Sherwood (BBC) 3/5 Monica Dolan and Stephen Dillane as criminal couple the Bransons are chilling additions to Sherwood. Photo: BBC/House Prods THE first season of Sherwood (BBC1, Sun-Mon, August 25-26) in 2022 was, by common consent, a near-flawless piece of television drama. Writer James Graham’s six-parter, about a bow and arrow-wielding killer on a spree in a depressed, disenfranchised Nottingham mining village where the deep and painful rifts caused by the miners’ strikes of the 1980s have never healed, combined one of TV’s most popular genres, murder mystery, with human and political drama to dazzling effect.

Graham, who was born in Mansfield, Nottinghamshire, was inspired by a pair of real-life murders in the area in 2004, and also drew on his own personal experiences. The result was a series that felt deeply, richly authentic. The reviews were ecstatic and the viewing figures, by the current standards of terrestrial television, huge.

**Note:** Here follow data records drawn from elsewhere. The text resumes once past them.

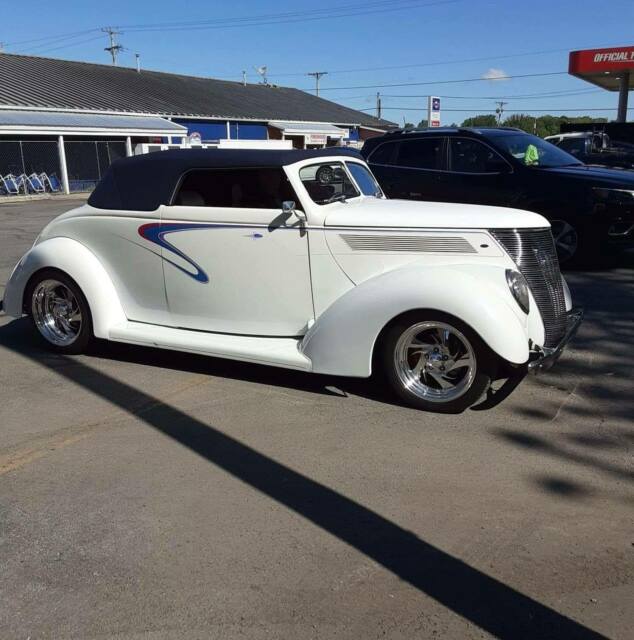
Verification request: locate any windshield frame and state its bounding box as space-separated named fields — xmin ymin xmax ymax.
xmin=488 ymin=131 xmax=583 ymax=169
xmin=344 ymin=160 xmax=385 ymax=199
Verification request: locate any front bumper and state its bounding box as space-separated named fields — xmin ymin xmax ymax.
xmin=528 ymin=307 xmax=583 ymax=373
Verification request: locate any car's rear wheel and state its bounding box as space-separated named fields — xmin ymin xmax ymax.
xmin=382 ymin=313 xmax=495 ymax=413
xmin=27 ymin=270 xmax=93 ymax=354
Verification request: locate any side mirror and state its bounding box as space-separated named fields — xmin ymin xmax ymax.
xmin=282 ymin=200 xmax=306 ymax=220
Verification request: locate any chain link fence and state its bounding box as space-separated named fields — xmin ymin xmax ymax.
xmin=0 ymin=139 xmax=126 ymax=197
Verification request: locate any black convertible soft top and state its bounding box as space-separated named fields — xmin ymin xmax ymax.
xmin=88 ymin=147 xmax=362 ymax=211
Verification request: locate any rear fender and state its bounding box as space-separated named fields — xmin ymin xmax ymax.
xmin=301 ymin=265 xmax=528 ymax=377
xmin=4 ymin=238 xmax=126 ymax=338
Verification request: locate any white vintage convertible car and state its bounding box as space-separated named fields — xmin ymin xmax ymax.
xmin=4 ymin=149 xmax=581 ymax=412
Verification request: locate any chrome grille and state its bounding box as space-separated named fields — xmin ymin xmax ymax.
xmin=490 ymin=229 xmax=566 ymax=347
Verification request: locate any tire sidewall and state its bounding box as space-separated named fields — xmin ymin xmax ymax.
xmin=380 ymin=311 xmax=497 ymax=413
xmin=24 ymin=269 xmax=93 ymax=355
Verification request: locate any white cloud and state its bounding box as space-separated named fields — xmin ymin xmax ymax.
xmin=482 ymin=68 xmax=509 ymax=80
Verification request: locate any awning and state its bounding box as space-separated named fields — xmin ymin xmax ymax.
xmin=0 ymin=109 xmax=187 ymax=136
xmin=269 ymin=122 xmax=348 ymax=144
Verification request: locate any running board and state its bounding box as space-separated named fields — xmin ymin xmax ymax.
xmin=110 ymin=322 xmax=312 ymax=371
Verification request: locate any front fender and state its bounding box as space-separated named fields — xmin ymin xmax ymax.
xmin=301 ymin=265 xmax=529 ymax=377
xmin=4 ymin=238 xmax=126 ymax=338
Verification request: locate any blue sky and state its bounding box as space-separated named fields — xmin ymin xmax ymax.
xmin=0 ymin=0 xmax=634 ymax=124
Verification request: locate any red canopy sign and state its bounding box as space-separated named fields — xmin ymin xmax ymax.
xmin=568 ymin=47 xmax=634 ymax=75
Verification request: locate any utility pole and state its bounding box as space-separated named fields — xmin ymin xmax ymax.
xmin=495 ymin=100 xmax=508 ymax=127
xmin=306 ymin=71 xmax=328 ymax=96
xmin=102 ymin=27 xmax=123 ymax=66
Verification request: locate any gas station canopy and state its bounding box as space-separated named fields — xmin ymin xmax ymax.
xmin=568 ymin=47 xmax=634 ymax=122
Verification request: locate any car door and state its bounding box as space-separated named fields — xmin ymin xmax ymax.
xmin=158 ymin=167 xmax=313 ymax=336
xmin=362 ymin=134 xmax=450 ymax=202
xmin=446 ymin=136 xmax=524 ymax=206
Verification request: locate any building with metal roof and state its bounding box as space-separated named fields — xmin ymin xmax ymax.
xmin=0 ymin=53 xmax=395 ymax=191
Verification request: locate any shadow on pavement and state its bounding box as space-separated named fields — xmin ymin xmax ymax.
xmin=0 ymin=323 xmax=604 ymax=640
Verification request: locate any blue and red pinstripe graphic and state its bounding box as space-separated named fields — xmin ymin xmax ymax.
xmin=139 ymin=222 xmax=212 ymax=284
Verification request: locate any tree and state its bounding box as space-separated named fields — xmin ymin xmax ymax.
xmin=462 ymin=115 xmax=497 ymax=127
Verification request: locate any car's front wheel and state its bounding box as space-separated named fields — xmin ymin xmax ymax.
xmin=382 ymin=313 xmax=495 ymax=413
xmin=27 ymin=269 xmax=93 ymax=354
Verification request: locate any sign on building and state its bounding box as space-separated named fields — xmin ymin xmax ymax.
xmin=427 ymin=96 xmax=440 ymax=127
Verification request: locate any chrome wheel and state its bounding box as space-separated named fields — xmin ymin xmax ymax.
xmin=31 ymin=280 xmax=82 ymax=347
xmin=394 ymin=321 xmax=476 ymax=403
xmin=550 ymin=220 xmax=579 ymax=262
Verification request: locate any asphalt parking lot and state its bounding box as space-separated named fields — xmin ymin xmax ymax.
xmin=0 ymin=200 xmax=634 ymax=640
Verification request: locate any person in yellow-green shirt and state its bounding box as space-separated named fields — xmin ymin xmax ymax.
xmin=524 ymin=144 xmax=539 ymax=165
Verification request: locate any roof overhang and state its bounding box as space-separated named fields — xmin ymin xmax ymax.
xmin=0 ymin=109 xmax=187 ymax=137
xmin=568 ymin=46 xmax=634 ymax=91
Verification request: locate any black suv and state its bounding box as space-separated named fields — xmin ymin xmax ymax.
xmin=362 ymin=128 xmax=634 ymax=263
xmin=544 ymin=131 xmax=634 ymax=169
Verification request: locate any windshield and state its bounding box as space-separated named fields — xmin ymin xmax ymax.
xmin=346 ymin=162 xmax=383 ymax=198
xmin=492 ymin=133 xmax=583 ymax=167
xmin=299 ymin=162 xmax=361 ymax=204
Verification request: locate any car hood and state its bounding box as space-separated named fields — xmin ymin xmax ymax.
xmin=325 ymin=198 xmax=550 ymax=229
xmin=535 ymin=164 xmax=634 ymax=189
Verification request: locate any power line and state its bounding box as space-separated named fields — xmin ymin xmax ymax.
xmin=4 ymin=27 xmax=99 ymax=47
xmin=314 ymin=71 xmax=568 ymax=91
xmin=376 ymin=89 xmax=604 ymax=100
xmin=122 ymin=0 xmax=454 ymax=32
xmin=262 ymin=45 xmax=628 ymax=78
xmin=357 ymin=107 xmax=634 ymax=113
xmin=306 ymin=71 xmax=328 ymax=96
xmin=102 ymin=27 xmax=123 ymax=66
xmin=21 ymin=35 xmax=103 ymax=56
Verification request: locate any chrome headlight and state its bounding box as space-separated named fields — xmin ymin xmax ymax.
xmin=506 ymin=269 xmax=530 ymax=313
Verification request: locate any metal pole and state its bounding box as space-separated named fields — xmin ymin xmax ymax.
xmin=616 ymin=71 xmax=630 ymax=122
xmin=57 ymin=136 xmax=70 ymax=195
xmin=306 ymin=71 xmax=328 ymax=96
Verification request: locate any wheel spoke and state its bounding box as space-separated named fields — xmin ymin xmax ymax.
xmin=446 ymin=354 xmax=473 ymax=373
xmin=394 ymin=321 xmax=476 ymax=403
xmin=427 ymin=370 xmax=454 ymax=390
xmin=412 ymin=352 xmax=427 ymax=380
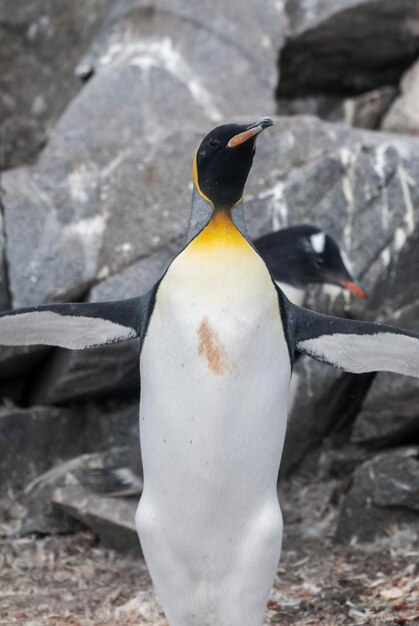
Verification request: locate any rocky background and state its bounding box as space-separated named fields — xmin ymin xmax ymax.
xmin=0 ymin=0 xmax=419 ymax=623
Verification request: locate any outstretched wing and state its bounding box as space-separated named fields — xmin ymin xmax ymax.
xmin=0 ymin=294 xmax=150 ymax=350
xmin=286 ymin=301 xmax=419 ymax=377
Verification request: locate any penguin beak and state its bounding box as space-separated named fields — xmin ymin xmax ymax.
xmin=339 ymin=280 xmax=367 ymax=300
xmin=227 ymin=117 xmax=274 ymax=148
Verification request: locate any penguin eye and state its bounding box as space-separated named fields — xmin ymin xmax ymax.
xmin=208 ymin=139 xmax=220 ymax=148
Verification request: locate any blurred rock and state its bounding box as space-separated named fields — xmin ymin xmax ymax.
xmin=3 ymin=448 xmax=137 ymax=535
xmin=114 ymin=591 xmax=167 ymax=626
xmin=278 ymin=87 xmax=397 ymax=130
xmin=3 ymin=0 xmax=282 ymax=307
xmin=83 ymin=402 xmax=140 ymax=455
xmin=351 ymin=372 xmax=419 ymax=445
xmin=31 ymin=340 xmax=140 ymax=404
xmin=336 ymin=448 xmax=419 ymax=541
xmin=32 ymin=243 xmax=182 ymax=404
xmin=277 ymin=0 xmax=419 ymax=98
xmin=0 ymin=210 xmax=10 ymax=311
xmin=0 ymin=407 xmax=85 ymax=509
xmin=51 ymin=486 xmax=141 ymax=556
xmin=0 ymin=0 xmax=111 ymax=170
xmin=246 ymin=117 xmax=419 ymax=473
xmin=382 ymin=61 xmax=419 ymax=135
xmin=280 ymin=356 xmax=371 ymax=477
xmin=3 ymin=129 xmax=202 ymax=307
xmin=0 ymin=346 xmax=49 ymax=380
xmin=77 ymin=0 xmax=286 ymax=109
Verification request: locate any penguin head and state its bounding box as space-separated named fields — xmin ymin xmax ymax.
xmin=296 ymin=225 xmax=366 ymax=298
xmin=254 ymin=224 xmax=366 ymax=298
xmin=192 ymin=117 xmax=273 ymax=209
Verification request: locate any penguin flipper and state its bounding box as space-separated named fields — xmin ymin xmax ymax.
xmin=0 ymin=294 xmax=150 ymax=350
xmin=286 ymin=302 xmax=419 ymax=378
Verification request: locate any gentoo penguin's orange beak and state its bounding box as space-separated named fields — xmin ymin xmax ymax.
xmin=339 ymin=280 xmax=367 ymax=300
xmin=227 ymin=117 xmax=273 ymax=148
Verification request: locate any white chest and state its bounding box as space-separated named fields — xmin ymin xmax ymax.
xmin=137 ymin=227 xmax=290 ymax=626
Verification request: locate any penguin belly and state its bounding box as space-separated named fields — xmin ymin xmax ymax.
xmin=136 ymin=222 xmax=290 ymax=626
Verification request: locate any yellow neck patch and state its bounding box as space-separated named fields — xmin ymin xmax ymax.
xmin=189 ymin=211 xmax=252 ymax=252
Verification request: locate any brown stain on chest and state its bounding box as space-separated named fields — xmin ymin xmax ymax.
xmin=197 ymin=316 xmax=233 ymax=376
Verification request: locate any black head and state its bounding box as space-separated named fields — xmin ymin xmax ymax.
xmin=255 ymin=224 xmax=366 ymax=298
xmin=193 ymin=117 xmax=273 ymax=209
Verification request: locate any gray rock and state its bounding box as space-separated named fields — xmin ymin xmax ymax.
xmin=0 ymin=208 xmax=10 ymax=311
xmin=382 ymin=61 xmax=419 ymax=135
xmin=78 ymin=0 xmax=285 ymax=109
xmin=83 ymin=400 xmax=140 ymax=448
xmin=3 ymin=129 xmax=201 ymax=307
xmin=277 ymin=0 xmax=419 ymax=97
xmin=0 ymin=407 xmax=84 ymax=508
xmin=351 ymin=372 xmax=419 ymax=445
xmin=280 ymin=356 xmax=371 ymax=477
xmin=3 ymin=0 xmax=282 ymax=307
xmin=3 ymin=447 xmax=138 ymax=536
xmin=246 ymin=117 xmax=419 ymax=473
xmin=30 ymin=340 xmax=139 ymax=404
xmin=52 ymin=486 xmax=141 ymax=556
xmin=0 ymin=0 xmax=111 ymax=170
xmin=114 ymin=589 xmax=167 ymax=626
xmin=32 ymin=244 xmax=181 ymax=404
xmin=336 ymin=448 xmax=419 ymax=541
xmin=278 ymin=86 xmax=397 ymax=130
xmin=0 ymin=346 xmax=48 ymax=381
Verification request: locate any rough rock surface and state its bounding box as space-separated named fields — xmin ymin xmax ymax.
xmin=336 ymin=448 xmax=419 ymax=541
xmin=351 ymin=372 xmax=419 ymax=445
xmin=32 ymin=243 xmax=182 ymax=404
xmin=381 ymin=61 xmax=419 ymax=135
xmin=3 ymin=0 xmax=281 ymax=306
xmin=52 ymin=486 xmax=140 ymax=554
xmin=2 ymin=447 xmax=139 ymax=532
xmin=0 ymin=407 xmax=83 ymax=508
xmin=278 ymin=86 xmax=398 ymax=130
xmin=277 ymin=0 xmax=419 ymax=98
xmin=0 ymin=0 xmax=111 ymax=170
xmin=280 ymin=356 xmax=371 ymax=476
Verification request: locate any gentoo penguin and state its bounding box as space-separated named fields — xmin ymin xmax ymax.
xmin=253 ymin=224 xmax=366 ymax=306
xmin=0 ymin=118 xmax=419 ymax=626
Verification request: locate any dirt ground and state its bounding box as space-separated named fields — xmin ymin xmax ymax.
xmin=0 ymin=478 xmax=419 ymax=626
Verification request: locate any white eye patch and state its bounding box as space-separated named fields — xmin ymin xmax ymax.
xmin=310 ymin=233 xmax=326 ymax=254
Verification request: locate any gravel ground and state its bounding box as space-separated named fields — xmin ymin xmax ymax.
xmin=0 ymin=481 xmax=419 ymax=626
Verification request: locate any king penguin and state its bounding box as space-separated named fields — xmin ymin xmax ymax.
xmin=0 ymin=118 xmax=419 ymax=626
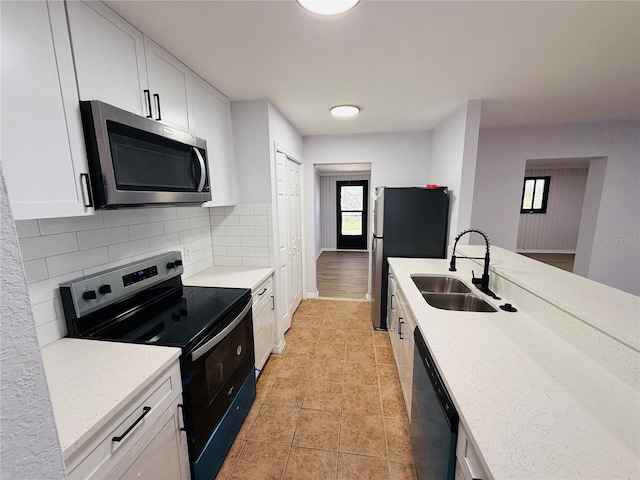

The feeling was that a second season was unnecessary; the story had been satisfactorily concluded. But television has never shown any inclination to leave well enough alone, so a second season of Sherwood is what we get. So, is it poised to join the likes of Broadchurch and Homeland in the annals of TV dramas that were derailed by poor second seasons? Too early to say for sure, but there are worrying signs.

A lot of what made the first one so compelling is still present. The setting, a mixture of the bleak and the beautiful, is as ev.